Ce qui n’a pas empêché huit ordinateurs de Têtu d’être saisis, et deux de ses employés d’être mis en examen, en janvier 2004, pour « injures publiques envers un membre du gouvernement« , le juge estimant que Têtu aurait employé des « expressions suggérant que le ministre délégué à la Famille ne jouit pas de l’intelligence que l’on pourrait attendre du titulaire d’une telle fonction« .

Dans un communiqué [7] de protestation, Reporters Sans Frontières rappelait opportunément qu' »au moment où la France vient de supprimer le délit d’offense à chef d’Etat étranger, l’une des dispositions les plus archaïques de la loi sur la presse, l’accusation d’injure publique envers un membre du gouvernement apparaît totalement absurde et anachronique« ,

La semaine dernière, deux ans et demi après le canular, la Découverte, éditeur du livre [8] des Yes Men (sorti récemment, en même temps que leur film [9]) a reçu une lettre [10] de la police, leur demandant de révéler les coordonnées bancaires ainsi que l’identité des Yes Men, accusés eux aussi d' »injures publiques envers un membre du gouvernement« .

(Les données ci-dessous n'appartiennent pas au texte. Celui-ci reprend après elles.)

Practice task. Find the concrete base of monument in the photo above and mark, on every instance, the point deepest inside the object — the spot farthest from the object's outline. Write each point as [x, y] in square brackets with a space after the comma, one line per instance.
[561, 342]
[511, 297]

Petite précision qui n’a rien à voir, ou presque : Chritian Jacob, dans une vie antérieure, était agriculteur-éleveur de profession, spécialisé dans le Brie de Meaux [11] : d’un point de vue oulipien [12], je trouve délicieusement déplacé le fait, de la part d’un « ministre [13] des Petites et Moyennes Entreprises, au Commerce, à l’Artisanat, aux Professions libérales et à la Consommation, auprès du ministre de l’Economie, des Finances et de l’Industrie« , de faire ainsi dans le bris de mot [14], sous couvert d’attenter à la liberté d’expression.